Jìng tǔ sān bù jīng yīn yì jí 淨土三部經音義集
Collected Pronunciations and Meanings of the Three Pure Land Sūtras (Jp. Jōdo sanbukyō ongishū) by 信瑞 (Shinzui / Kyōsaibō, 纂)
About the work
The Jìngtǔ sānbù jīng yīnyì jí — Jp. Jōdo sanbukyō ongishū — in 4 fascicles is the first comprehensive Japanese yīnyì 音義 (pronunciation-and-gloss) commentary devoted specifically to the Three Pure Land Sūtras: the [[KR6f0060|Wúliángshòu jīng]] 無量壽經 (T360, Kāng Sēngkǎi’s translation), the [[KR6f0071|Guānwúliángshòufó jīng]] 觀無量壽佛經 (T365), and the [[KR6f0082|Fóshuō āmítuó jīng]] 佛說阿彌陀經 (T366, Kumārajīva’s translation). It supplies for each lemma in the three sūtras the pronunciation (反切 or 直音), the semantic gloss, the textual locus, and where possible the Sanskrit etymon and citation-history in earlier commentary, lexicon, and standard reference literature.
Prefaces
The author’s preface, which opens the work, includes the signature 「沙門信瑞纂」 — “Compiled by the monk Shinzui.” The preface frames the rationale: 「如來說法。必藉文字。若無文字。實相焉襢。其文字者。月氏梵天所制。原始垂則 …」 — “The Tathāgata’s preaching must take its support from writing; were there no writing, how could ultimate reality be manifest? Now writing was instituted by Brahmā of the Yuèzhī country [i.e. in India], setting the original norm…” The preface is undated in the surviving recension; the conventional dating to Hōji 2 = 1248 rests on standard Jōdoshū bibliographic tradition.
Abstract
The compilation is conventionally dated to Hōji 2 (1248) by Shinzui (Kyōsaibō 敬西房, ? – 1279), a second-generation 法然 Hōnen monryū figure of the 隆寛 Ryūkan / 信空 Shinkū (Chōrakuji-gi / Hakuga-bō) lineage rather than the Chinzei main line. A recent study (菊地達也 Kikuchi 2017, Indogaku Bukkyōgaku kenkyū 65/2) on the textual recension proposes a slightly earlier date (1237) for an antecedent draft; the 1248 dating remains standard for the received recension.
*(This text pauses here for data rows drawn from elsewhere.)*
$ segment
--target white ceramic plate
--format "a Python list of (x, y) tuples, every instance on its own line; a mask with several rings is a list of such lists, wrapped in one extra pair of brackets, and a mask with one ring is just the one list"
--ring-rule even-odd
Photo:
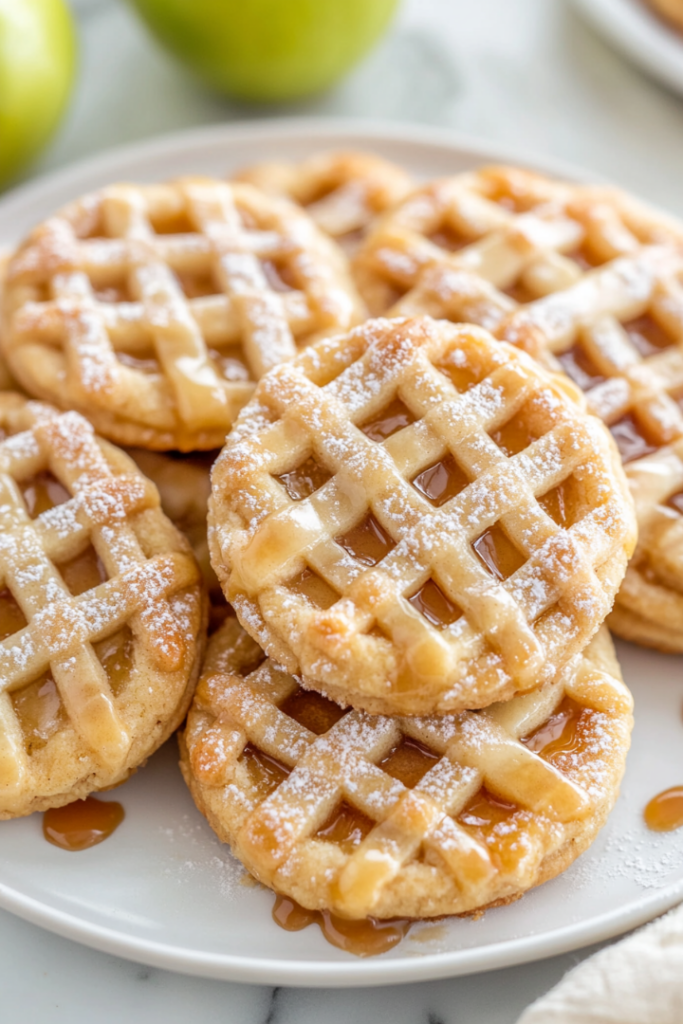
[[(529, 163), (472, 140), (419, 129), (277, 122), (161, 139), (106, 154), (0, 202), (0, 244), (79, 193), (117, 179), (222, 174), (251, 161), (324, 147), (372, 148), (415, 174), (492, 160)], [(580, 172), (534, 160), (536, 167)], [(617, 935), (683, 899), (680, 833), (655, 835), (642, 809), (683, 783), (683, 658), (622, 645), (637, 725), (619, 803), (593, 848), (564, 875), (480, 921), (420, 925), (382, 957), (358, 960), (317, 927), (281, 931), (272, 895), (243, 872), (195, 810), (175, 743), (110, 799), (126, 810), (107, 842), (69, 854), (45, 842), (40, 816), (0, 824), (0, 905), (97, 949), (172, 970), (270, 985), (377, 985), (489, 970)]]
[(683, 33), (646, 6), (645, 0), (574, 0), (607, 40), (644, 71), (683, 93)]

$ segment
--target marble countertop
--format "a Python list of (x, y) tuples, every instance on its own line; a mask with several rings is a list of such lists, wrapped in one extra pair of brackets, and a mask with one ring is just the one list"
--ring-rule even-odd
[[(392, 31), (336, 91), (286, 110), (204, 92), (122, 0), (72, 0), (81, 73), (34, 174), (123, 142), (283, 114), (441, 125), (592, 169), (683, 214), (683, 101), (598, 39), (569, 0), (404, 0)], [(86, 949), (0, 911), (5, 1019), (99, 1024), (513, 1024), (593, 949), (447, 981), (343, 991), (187, 978)], [(14, 1014), (11, 1008), (16, 1007)], [(4, 1016), (4, 1014), (3, 1014)]]

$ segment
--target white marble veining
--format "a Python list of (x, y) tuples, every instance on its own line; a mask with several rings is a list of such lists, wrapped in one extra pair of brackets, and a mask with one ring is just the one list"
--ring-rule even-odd
[[(204, 92), (122, 3), (74, 0), (74, 7), (78, 92), (35, 173), (152, 134), (278, 112)], [(592, 168), (683, 214), (683, 102), (609, 50), (562, 0), (404, 0), (391, 33), (343, 85), (282, 113), (449, 126)], [(1, 1016), (12, 1024), (513, 1024), (591, 952), (450, 981), (320, 992), (140, 967), (5, 912), (0, 948)]]

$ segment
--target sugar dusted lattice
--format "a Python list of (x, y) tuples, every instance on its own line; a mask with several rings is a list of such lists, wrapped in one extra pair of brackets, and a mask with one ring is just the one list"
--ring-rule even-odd
[(388, 714), (550, 681), (635, 542), (602, 424), (520, 351), (429, 318), (368, 321), (264, 378), (214, 467), (209, 524), (267, 653)]

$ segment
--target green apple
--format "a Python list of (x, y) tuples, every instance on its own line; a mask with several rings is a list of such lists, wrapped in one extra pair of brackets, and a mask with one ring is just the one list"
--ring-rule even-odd
[(0, 0), (0, 188), (57, 127), (71, 92), (75, 52), (63, 0)]
[(332, 85), (379, 38), (397, 0), (131, 0), (221, 92), (291, 100)]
Methodologically the Ongishū draws on a wide range of earlier yīnyì and lexicographic literature — including the Yīqiè jīng yīn yì 一切經音義 of 玄應 Xuányìng and 慧琳 Huìlín, the Shuōwén jiězì 說文解字 (KR1j0018), Yùpiān 玉篇 (KR1j0022), Báihǔ tōng 白虎通 (KR3j0023), Lúnyǔ 論語 (Confucian Analects), the Jìnshū 晉書 (KR2a0015), and so on — and is one of the principal sources for the medieval Japanese textual reception of the Three Pure Land Sūtras. The work’s citations of the Wúliángshòu jīng’s textual variants and of glosses no longer extant in continental sources make it a significant philological resource.
Translations and research
- No substantial Western-language translation located.
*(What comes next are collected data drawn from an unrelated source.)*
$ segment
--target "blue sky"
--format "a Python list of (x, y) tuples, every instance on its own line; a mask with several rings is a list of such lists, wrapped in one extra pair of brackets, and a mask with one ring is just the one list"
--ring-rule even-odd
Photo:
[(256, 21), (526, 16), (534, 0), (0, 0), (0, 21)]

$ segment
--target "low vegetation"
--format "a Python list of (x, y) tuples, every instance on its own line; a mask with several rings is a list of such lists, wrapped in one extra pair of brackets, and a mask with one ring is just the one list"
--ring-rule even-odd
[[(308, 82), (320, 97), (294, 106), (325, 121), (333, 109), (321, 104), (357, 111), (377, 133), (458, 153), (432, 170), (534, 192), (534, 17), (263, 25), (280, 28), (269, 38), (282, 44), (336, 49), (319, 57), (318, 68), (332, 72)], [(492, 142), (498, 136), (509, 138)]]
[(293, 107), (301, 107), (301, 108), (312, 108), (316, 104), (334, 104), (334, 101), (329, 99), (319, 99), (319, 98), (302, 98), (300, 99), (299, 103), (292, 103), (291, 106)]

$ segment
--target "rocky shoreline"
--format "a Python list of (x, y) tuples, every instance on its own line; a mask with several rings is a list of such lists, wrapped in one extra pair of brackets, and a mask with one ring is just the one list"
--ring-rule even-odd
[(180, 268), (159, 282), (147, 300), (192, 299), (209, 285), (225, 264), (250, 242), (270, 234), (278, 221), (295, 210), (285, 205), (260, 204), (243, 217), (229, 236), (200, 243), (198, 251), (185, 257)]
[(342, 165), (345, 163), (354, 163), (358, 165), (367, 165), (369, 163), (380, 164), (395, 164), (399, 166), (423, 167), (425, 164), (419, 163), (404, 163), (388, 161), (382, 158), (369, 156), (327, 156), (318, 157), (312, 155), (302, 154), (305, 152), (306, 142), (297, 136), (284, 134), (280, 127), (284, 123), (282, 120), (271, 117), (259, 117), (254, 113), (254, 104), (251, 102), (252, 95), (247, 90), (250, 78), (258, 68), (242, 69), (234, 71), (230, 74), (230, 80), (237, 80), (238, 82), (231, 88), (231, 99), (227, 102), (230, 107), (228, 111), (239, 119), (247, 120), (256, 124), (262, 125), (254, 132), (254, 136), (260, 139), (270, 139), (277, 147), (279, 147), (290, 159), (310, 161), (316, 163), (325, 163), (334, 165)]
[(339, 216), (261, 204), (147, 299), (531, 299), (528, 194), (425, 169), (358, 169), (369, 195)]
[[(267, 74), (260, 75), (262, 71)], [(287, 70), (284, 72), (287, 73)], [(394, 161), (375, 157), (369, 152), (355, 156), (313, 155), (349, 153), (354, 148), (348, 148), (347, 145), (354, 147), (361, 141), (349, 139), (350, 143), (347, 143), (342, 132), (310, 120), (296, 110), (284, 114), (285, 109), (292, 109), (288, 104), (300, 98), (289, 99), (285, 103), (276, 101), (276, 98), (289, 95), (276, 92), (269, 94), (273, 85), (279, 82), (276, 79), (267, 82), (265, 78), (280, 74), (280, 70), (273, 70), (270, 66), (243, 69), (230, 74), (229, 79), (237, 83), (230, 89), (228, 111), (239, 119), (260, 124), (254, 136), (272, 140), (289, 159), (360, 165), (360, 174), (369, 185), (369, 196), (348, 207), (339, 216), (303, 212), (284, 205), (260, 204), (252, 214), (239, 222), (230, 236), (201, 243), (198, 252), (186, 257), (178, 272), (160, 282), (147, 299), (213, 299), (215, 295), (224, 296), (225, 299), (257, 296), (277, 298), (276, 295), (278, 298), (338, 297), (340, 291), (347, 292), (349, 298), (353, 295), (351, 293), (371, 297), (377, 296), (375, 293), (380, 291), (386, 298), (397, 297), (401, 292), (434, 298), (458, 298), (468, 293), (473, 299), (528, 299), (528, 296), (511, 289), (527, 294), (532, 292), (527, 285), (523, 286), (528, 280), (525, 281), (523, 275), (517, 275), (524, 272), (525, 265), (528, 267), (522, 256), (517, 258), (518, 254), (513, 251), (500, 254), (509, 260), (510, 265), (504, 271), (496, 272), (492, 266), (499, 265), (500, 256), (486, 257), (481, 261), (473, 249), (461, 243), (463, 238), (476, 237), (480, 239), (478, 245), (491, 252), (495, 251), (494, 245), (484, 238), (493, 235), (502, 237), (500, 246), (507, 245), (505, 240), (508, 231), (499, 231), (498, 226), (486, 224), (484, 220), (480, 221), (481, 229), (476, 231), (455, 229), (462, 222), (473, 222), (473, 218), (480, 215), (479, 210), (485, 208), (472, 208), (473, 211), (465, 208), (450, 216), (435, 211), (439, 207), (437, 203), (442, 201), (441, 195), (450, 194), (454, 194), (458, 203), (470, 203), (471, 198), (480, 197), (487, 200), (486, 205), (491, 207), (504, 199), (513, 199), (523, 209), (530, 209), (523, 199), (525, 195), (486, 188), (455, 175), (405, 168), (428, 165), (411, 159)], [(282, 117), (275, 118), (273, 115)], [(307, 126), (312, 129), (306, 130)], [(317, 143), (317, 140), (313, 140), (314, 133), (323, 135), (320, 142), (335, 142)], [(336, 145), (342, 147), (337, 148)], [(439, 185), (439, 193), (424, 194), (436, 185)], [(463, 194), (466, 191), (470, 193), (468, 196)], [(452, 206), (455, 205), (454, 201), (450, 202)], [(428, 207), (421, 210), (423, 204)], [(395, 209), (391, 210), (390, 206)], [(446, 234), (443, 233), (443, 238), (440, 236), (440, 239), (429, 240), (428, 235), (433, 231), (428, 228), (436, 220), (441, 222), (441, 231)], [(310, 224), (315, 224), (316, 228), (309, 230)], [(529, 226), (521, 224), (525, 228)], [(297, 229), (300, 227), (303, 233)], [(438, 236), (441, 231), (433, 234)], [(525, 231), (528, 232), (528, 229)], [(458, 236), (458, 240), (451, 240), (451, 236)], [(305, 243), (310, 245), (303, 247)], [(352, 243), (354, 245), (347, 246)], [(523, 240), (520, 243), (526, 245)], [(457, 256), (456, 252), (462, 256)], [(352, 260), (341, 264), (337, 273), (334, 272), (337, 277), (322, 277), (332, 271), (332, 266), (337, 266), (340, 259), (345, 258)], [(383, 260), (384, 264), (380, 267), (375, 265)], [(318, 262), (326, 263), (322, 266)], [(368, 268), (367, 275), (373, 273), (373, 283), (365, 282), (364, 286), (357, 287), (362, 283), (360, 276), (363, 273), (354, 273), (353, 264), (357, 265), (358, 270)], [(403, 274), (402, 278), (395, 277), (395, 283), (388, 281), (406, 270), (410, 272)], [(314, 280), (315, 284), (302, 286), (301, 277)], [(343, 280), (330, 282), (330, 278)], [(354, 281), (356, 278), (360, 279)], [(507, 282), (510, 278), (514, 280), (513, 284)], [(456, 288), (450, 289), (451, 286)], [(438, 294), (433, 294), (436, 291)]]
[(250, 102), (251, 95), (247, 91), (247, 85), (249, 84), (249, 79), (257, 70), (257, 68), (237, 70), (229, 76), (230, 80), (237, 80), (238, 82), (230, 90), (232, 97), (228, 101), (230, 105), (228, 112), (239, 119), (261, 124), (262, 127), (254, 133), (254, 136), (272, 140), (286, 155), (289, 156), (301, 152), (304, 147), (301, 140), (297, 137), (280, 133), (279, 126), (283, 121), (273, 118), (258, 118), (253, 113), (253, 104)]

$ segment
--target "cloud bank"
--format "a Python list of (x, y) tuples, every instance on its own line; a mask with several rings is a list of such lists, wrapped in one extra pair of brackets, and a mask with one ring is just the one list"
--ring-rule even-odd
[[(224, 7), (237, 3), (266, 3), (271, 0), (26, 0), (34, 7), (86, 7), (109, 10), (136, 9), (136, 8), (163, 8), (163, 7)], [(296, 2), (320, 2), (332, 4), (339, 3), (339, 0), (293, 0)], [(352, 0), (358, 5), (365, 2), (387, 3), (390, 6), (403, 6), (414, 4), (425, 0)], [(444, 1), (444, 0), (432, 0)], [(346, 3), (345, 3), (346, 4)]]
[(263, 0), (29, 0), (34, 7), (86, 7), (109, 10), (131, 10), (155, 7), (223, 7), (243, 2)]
- 菊地達也 Kikuchi Tatsuya. 「信瑞纂『浄土三部経音義集』の書誌的整理」, Indogaku Bukkyōgaku kenkyū 印度學佛教學研究 65/2 (2017), pp. 634–. (Bibliographic study of the recension.)
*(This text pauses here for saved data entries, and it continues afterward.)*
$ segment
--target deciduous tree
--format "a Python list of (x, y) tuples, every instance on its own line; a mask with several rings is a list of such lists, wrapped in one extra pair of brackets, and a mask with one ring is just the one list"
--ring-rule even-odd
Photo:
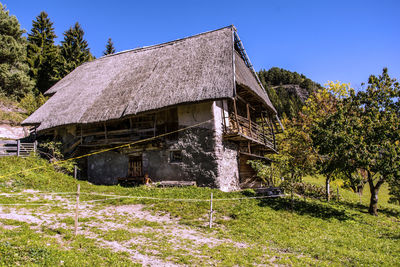
[(400, 179), (400, 86), (385, 68), (371, 75), (368, 88), (350, 91), (337, 111), (318, 125), (319, 151), (333, 157), (343, 171), (367, 173), (371, 199), (369, 213), (378, 214), (383, 183)]

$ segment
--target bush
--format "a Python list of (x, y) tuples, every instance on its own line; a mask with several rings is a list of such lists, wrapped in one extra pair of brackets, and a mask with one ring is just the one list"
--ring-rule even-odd
[(61, 153), (61, 146), (61, 142), (41, 142), (39, 144), (40, 155), (48, 158), (51, 163), (54, 163), (56, 170), (66, 174), (72, 174), (76, 162), (73, 160), (63, 160), (64, 155)]
[(271, 162), (269, 165), (260, 160), (248, 160), (247, 164), (257, 172), (257, 177), (261, 178), (269, 186), (276, 186), (280, 182), (280, 170), (276, 164)]
[[(325, 187), (321, 185), (314, 185), (305, 182), (296, 182), (290, 184), (289, 181), (284, 181), (280, 184), (280, 187), (285, 191), (290, 191), (290, 187), (293, 187), (293, 191), (296, 194), (312, 197), (312, 198), (325, 198)], [(332, 198), (336, 197), (334, 191), (330, 190)]]
[(47, 100), (42, 94), (35, 96), (33, 93), (26, 94), (20, 101), (19, 106), (23, 108), (28, 115), (31, 115)]

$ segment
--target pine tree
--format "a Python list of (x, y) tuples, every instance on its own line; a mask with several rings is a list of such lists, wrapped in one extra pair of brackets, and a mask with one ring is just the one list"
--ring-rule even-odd
[(57, 61), (58, 49), (54, 44), (57, 38), (53, 22), (46, 12), (40, 12), (36, 20), (32, 21), (32, 30), (28, 34), (28, 64), (29, 75), (36, 83), (39, 92), (44, 93), (58, 79)]
[(26, 39), (15, 16), (0, 3), (0, 92), (21, 98), (32, 90), (28, 75)]
[(64, 32), (64, 40), (61, 41), (61, 77), (64, 77), (84, 62), (93, 59), (87, 41), (83, 38), (85, 32), (79, 23)]
[(106, 44), (106, 50), (103, 52), (103, 55), (111, 55), (115, 53), (115, 47), (114, 43), (111, 41), (111, 38), (108, 38), (107, 44)]

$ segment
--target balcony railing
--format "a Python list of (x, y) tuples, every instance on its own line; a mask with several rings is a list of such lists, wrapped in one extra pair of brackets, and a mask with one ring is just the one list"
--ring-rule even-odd
[(257, 124), (239, 115), (229, 116), (229, 126), (225, 126), (225, 136), (240, 136), (275, 150), (274, 136), (268, 125)]

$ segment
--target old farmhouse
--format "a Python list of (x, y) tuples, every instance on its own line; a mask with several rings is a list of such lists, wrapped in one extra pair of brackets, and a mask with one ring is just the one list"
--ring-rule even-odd
[(132, 144), (79, 161), (97, 184), (147, 174), (231, 191), (276, 152), (279, 120), (234, 26), (87, 62), (46, 95), (23, 125), (68, 157)]

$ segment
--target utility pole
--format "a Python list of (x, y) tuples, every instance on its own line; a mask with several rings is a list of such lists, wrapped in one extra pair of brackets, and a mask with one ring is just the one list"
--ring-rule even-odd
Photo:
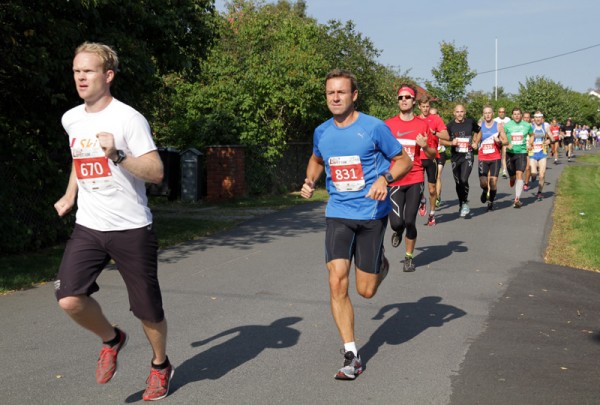
[(496, 38), (496, 85), (494, 86), (494, 100), (498, 101), (498, 38)]

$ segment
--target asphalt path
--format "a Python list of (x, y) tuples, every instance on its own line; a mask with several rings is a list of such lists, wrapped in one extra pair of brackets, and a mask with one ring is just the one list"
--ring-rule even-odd
[[(581, 152), (580, 152), (581, 153)], [(576, 164), (576, 163), (570, 163)], [(160, 254), (176, 366), (172, 404), (586, 404), (600, 403), (600, 275), (543, 263), (557, 179), (544, 200), (500, 179), (497, 210), (479, 202), (460, 218), (449, 162), (438, 225), (418, 217), (414, 263), (404, 243), (371, 300), (351, 298), (366, 363), (355, 381), (334, 380), (341, 342), (329, 308), (324, 205), (294, 207)], [(352, 281), (354, 277), (352, 277)], [(128, 310), (118, 272), (95, 297), (130, 334), (119, 370), (95, 382), (99, 342), (58, 308), (50, 284), (0, 297), (1, 402), (141, 402), (150, 348)]]

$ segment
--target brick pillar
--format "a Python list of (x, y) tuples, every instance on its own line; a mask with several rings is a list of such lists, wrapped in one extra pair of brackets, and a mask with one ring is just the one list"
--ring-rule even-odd
[(206, 199), (229, 200), (246, 195), (246, 149), (215, 145), (206, 148)]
- Standard Jōdo-shū reference: Shinsan Jōdo-shū dai-jiten 新纂浄土宗大辞典 s.v. 淨土三部經音義集.
Other points of interest
The Ongishū shares a documentary network with Shinzui’s other principal work, the Kokutani Shōnin den 黑谷上人傳 (a Hōnen biography presented to the regent Hōjō Tokiyori in 1262); both works belong to Shinzui’s project of consolidating the early Hōnen monryū textual and biographical record outside the Chinzei mainline. The internally-cited “佛得二十五年。推此今年五十五” arithmetic curiosity at the end of fascicle 1 — where Shinzui works through the relative dating of Confucius and the Buddha using the Liang dynasty hagiographic chronology — is a small but instructive specimen of medieval Japanese chronological scholarship.